6. CDFA SAID: the pesticide used on the people in 2007 was "Non-toxic. In three joint reports of the Department of Pesticide Regulation (DPR), Office of Health Hazard Assessment (OEHHA) and Department of Public Health (DPH), all three agencies labeled the pesticide a category III toxin! The EPA has since disallowed the pesticide in the United States.

CDFA SAID: the moth had devastated California Crops. The official EIR documentation identified above, two superior courts and every Agriculture Commissioner office in the state show "NO CROP DAMAGE."

CDFA SAID: they can eradicate LBAM from California. Just days ago, the USDA declared that it is NOT feasible to eradicate LBAM from California. Highly qualified (not CDFA) scientists have been saying that for three years.

7. Sterile LBAM release is being promoted as the safe way to attack LBAM across the state of California. However, the hearing accurately identified that not one wild LBAM mating has been interfered with by Sterile LBAM release. LBAM does not have biological characteristics such that Sterile moth release will interfere with its mating. Also, the sterilization process applied to lab raised moths is such that lab raised moths will not and cannot effectively compete or interfere with wild LBAM mating.
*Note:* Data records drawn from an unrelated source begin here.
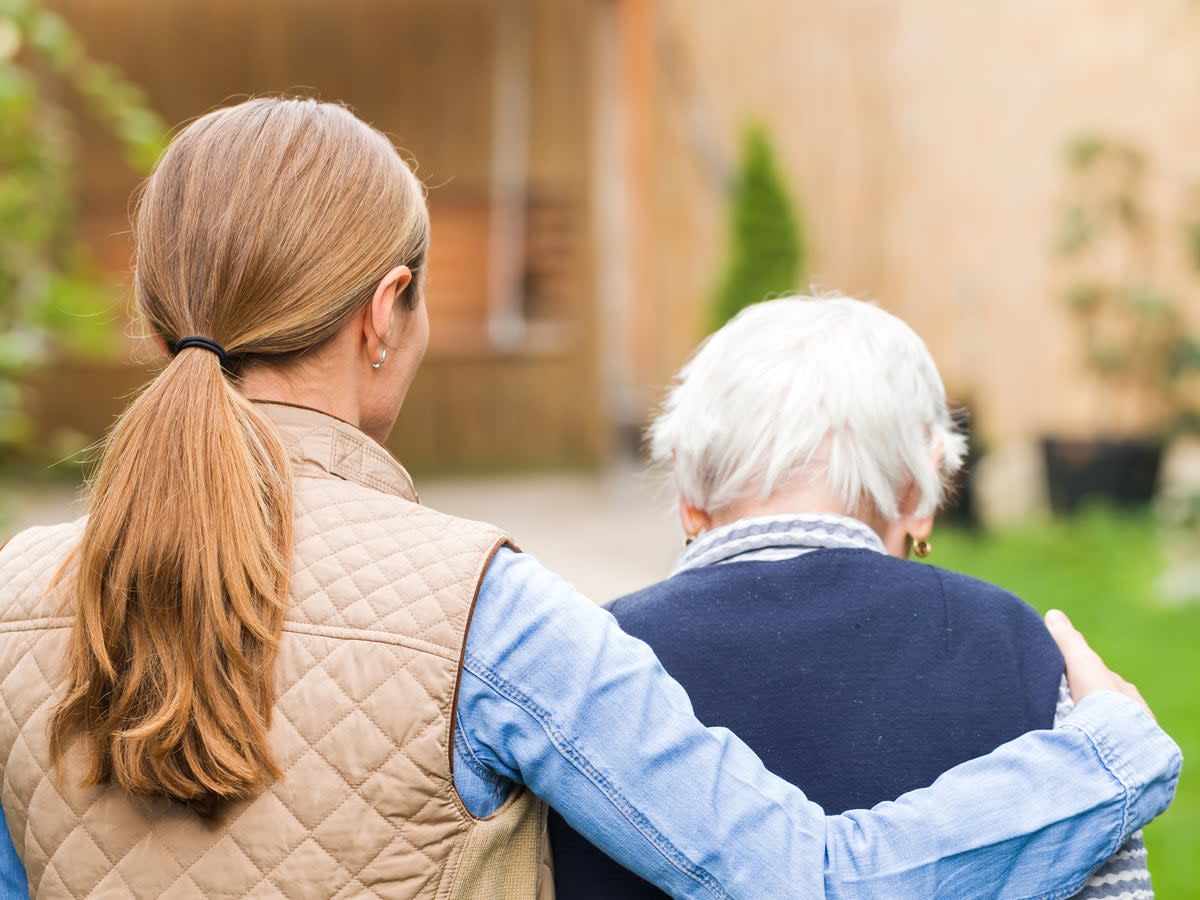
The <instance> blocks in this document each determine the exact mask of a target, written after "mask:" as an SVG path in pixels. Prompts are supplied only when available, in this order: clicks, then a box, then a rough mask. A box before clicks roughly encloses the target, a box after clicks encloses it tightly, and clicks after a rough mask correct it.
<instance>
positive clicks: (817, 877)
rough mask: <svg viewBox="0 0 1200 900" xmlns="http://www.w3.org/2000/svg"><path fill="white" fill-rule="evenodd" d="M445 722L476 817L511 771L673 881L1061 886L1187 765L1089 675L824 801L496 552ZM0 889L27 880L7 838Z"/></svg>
mask: <svg viewBox="0 0 1200 900" xmlns="http://www.w3.org/2000/svg"><path fill="white" fill-rule="evenodd" d="M456 734H457V738H456V749H455V752H456V755H455V782H456V785H457V787H458V790H460V793H461V794H462V796H463V799H464V802H466V804H467V806H468V809H469V810H470V811H472V812H473V814H475V815H486V814H487V812H490V811H491V810H493V809H494V808H496V806H497V804H498V803H500V802H502V800H503V798H504V797H505V796H506V794H508V793H509V792H510V791H511V790H512V788H514V786H515V785H524V786H527V787H528V788H529V790H532V791H533V792H534V793H535V794H538V796H539V797H541V798H544V799H545V800H547V802H548V803H550V804H551V805H553V806H554V808H556V809H558V810H559V811H560V812H562V814H563V816H564V817H565V818H566V821H568V822H570V823H571V826H572V827H574V828H576V829H577V830H580V832H581V833H583V834H584V835H586V836H588V838H589V839H590V840H592V841H594V842H595V844H598V845H599V846H601V847H604V848H605V850H606V851H607V852H608V853H610V854H611V856H613V857H614V858H616V859H617V860H618V862H620V863H622V864H624V865H625V866H628V868H630V869H632V870H634V871H636V872H638V874H640V875H641V876H642V877H644V878H647V880H649V881H652V882H654V883H656V884H658V886H659V887H661V888H662V889H664V890H666V892H668V893H670V894H672V895H674V896H682V898H732V896H738V898H776V899H778V898H784V896H791V898H822V896H828V898H883V896H886V898H935V896H944V898H978V896H1004V898H1052V899H1056V898H1063V896H1068V895H1070V894H1072V893H1074V892H1075V890H1078V889H1079V887H1080V886H1081V884H1082V883H1084V881H1085V880H1086V877H1087V875H1088V872H1090V871H1091V870H1092V869H1094V868H1096V866H1097V865H1099V864H1100V863H1102V862H1103V860H1104V859H1105V858H1108V857H1109V856H1110V854H1111V853H1112V852H1114V850H1116V848H1117V847H1118V846H1120V845H1121V844H1122V842H1123V841H1124V840H1126V838H1128V836H1129V835H1130V834H1132V833H1133V832H1134V830H1136V829H1138V828H1140V827H1141V826H1144V824H1145V823H1146V822H1148V821H1150V820H1151V818H1153V817H1154V816H1156V815H1158V814H1159V812H1162V811H1163V810H1164V809H1165V808H1166V805H1168V804H1169V803H1170V800H1171V798H1172V796H1174V792H1175V786H1176V782H1177V779H1178V772H1180V767H1181V762H1182V761H1181V755H1180V750H1178V748H1177V746H1176V745H1175V743H1174V742H1172V740H1171V739H1170V738H1169V737H1168V736H1166V734H1165V733H1164V732H1163V731H1162V730H1160V728H1158V726H1157V725H1156V724H1154V722H1153V720H1152V719H1151V718H1150V716H1148V715H1146V714H1145V713H1144V712H1142V710H1141V709H1140V707H1138V706H1136V704H1135V703H1133V701H1130V700H1127V698H1126V697H1122V696H1120V695H1116V694H1109V692H1100V694H1097V695H1093V696H1091V697H1088V698H1087V700H1085V701H1084V702H1082V703H1080V704H1079V706H1078V707H1076V708H1075V709H1074V710H1073V712H1072V713H1070V715H1069V716H1068V718H1067V720H1066V721H1064V724H1063V726H1062V727H1060V728H1056V730H1055V731H1040V732H1032V733H1030V734H1025V736H1022V737H1021V738H1019V739H1016V740H1014V742H1012V743H1009V744H1006V745H1003V746H1001V748H998V749H997V750H995V751H994V752H992V754H990V755H988V756H985V757H982V758H979V760H973V761H971V762H967V763H964V764H962V766H959V767H956V768H955V769H952V770H950V772H949V773H947V774H944V775H943V776H942V778H940V779H938V780H937V782H935V784H934V785H932V786H931V787H928V788H923V790H920V791H914V792H912V793H908V794H905V796H904V797H901V798H899V799H898V800H895V802H889V803H883V804H880V805H878V806H876V808H875V809H874V810H870V811H866V810H858V811H852V812H847V814H844V815H840V816H826V815H824V814H823V811H822V810H821V808H818V806H817V805H816V804H814V803H810V802H809V800H806V799H805V797H804V794H803V793H802V792H800V790H798V788H797V787H793V786H792V785H790V784H787V782H786V781H782V780H781V779H779V778H776V776H774V775H772V774H770V773H768V772H767V770H766V768H763V766H762V763H761V761H760V760H758V757H757V756H755V755H754V752H752V751H751V750H750V749H749V748H748V746H746V745H745V744H743V743H742V742H740V740H739V739H738V738H737V737H734V736H733V734H732V733H731V732H728V731H726V730H722V728H706V727H704V726H702V725H701V724H700V722H698V721H697V720H696V718H695V716H694V714H692V710H691V703H690V702H689V700H688V696H686V694H684V691H683V689H682V688H680V686H679V685H678V683H676V682H674V680H673V679H672V678H671V677H670V676H667V674H666V672H665V671H664V670H662V667H661V665H660V664H659V661H658V659H656V658H655V656H654V654H653V653H652V652H650V649H649V648H648V647H647V646H646V644H644V643H642V642H641V641H637V640H635V638H632V637H630V636H628V635H625V634H624V632H623V631H622V630H620V629H619V628H618V626H617V623H616V620H614V619H613V618H612V616H611V614H610V613H607V612H606V611H605V610H602V608H600V607H599V606H596V605H595V604H593V602H592V601H590V600H588V599H586V598H583V596H582V595H581V594H578V593H577V592H576V590H575V589H574V588H571V586H570V584H568V583H566V582H565V581H563V580H562V578H559V577H558V576H557V575H554V574H553V572H551V571H548V570H547V569H545V568H544V566H541V565H540V564H539V563H538V560H536V559H534V558H533V557H532V556H527V554H517V553H512V552H510V551H500V552H499V553H498V554H497V557H496V559H494V560H493V562H492V564H491V566H490V569H488V571H487V574H486V576H485V578H484V583H482V586H481V590H480V595H479V599H478V602H476V607H475V612H474V618H473V622H472V625H470V630H469V634H468V638H467V648H466V654H464V670H463V674H462V684H461V688H460V698H458V709H457V726H456ZM4 830H6V829H4ZM5 838H7V835H5ZM0 887H7V888H8V889H10V890H13V892H17V893H13V894H11V895H14V896H16V895H20V894H23V890H24V872H23V870H22V868H20V863H19V859H18V858H17V856H16V853H14V851H13V848H12V845H11V842H10V841H7V840H0Z"/></svg>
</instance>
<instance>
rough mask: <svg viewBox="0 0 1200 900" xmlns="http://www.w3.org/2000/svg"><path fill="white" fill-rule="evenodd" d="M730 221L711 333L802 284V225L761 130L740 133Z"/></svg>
mask: <svg viewBox="0 0 1200 900" xmlns="http://www.w3.org/2000/svg"><path fill="white" fill-rule="evenodd" d="M730 218H731V221H730V251H728V259H727V262H726V264H725V270H724V271H722V274H721V280H720V284H719V287H718V289H716V293H715V296H714V299H713V320H712V323H710V324H712V326H713V328H714V329H716V328H720V326H721V325H724V324H725V323H726V322H728V320H730V319H731V318H733V317H734V316H737V314H738V313H739V312H740V311H742V310H744V308H745V307H746V306H749V305H750V304H756V302H758V301H760V300H767V299H769V298H772V296H778V295H780V294H787V293H791V292H793V290H796V289H797V288H798V287H799V286H800V283H802V282H803V280H804V270H805V256H806V252H808V247H806V242H805V240H804V229H803V224H802V222H800V217H799V216H798V214H797V212H796V210H794V209H793V205H792V200H791V198H790V197H788V193H787V187H786V185H785V184H784V178H782V175H781V173H780V170H779V164H778V162H776V158H775V152H774V149H773V148H772V143H770V138H769V137H768V134H767V131H766V130H764V128H763V127H762V126H754V127H751V128H749V130H748V131H746V134H745V138H744V142H743V149H742V163H740V169H739V172H738V178H737V181H736V184H734V186H733V196H732V199H731V204H730Z"/></svg>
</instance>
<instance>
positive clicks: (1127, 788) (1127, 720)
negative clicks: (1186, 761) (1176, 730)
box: [1061, 691, 1183, 844]
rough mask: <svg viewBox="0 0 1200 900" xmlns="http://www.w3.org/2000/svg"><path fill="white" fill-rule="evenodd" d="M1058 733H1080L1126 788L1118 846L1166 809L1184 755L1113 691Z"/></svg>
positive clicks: (1098, 692)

CDFA pretending that "Sterile Insect Technology" is applicable for LBAM at this time is no less of a fraud than people 250 years ago claiming the development of the "Air Force" will assist winning the Revolutionary War.

If CDFA can still get this completely unnecessary, unsafe and totally inappropriate program re-started, the amount of taxpayer funds CDFA is targeting is not only a $100 Million often mentioned, but $100 Million PER YEAR. The program boundaries cover nearly the entire State of California!

A.Fanny said...

@RobertW: Thank you for your imortant and detailed comment. You have obviously done some exhaustive research. Action Now's issue was orignially the medfly, and we have seen the Sterile Insect Tecnique work for that issue even though the sterilized medflies are most likey not as "alluring" as the wild ones. If the moth SIT - for whatever reasons - can tamp down the perception of a problem, it might satisfy our trading partners so that quarantines can be lifted. What do you think?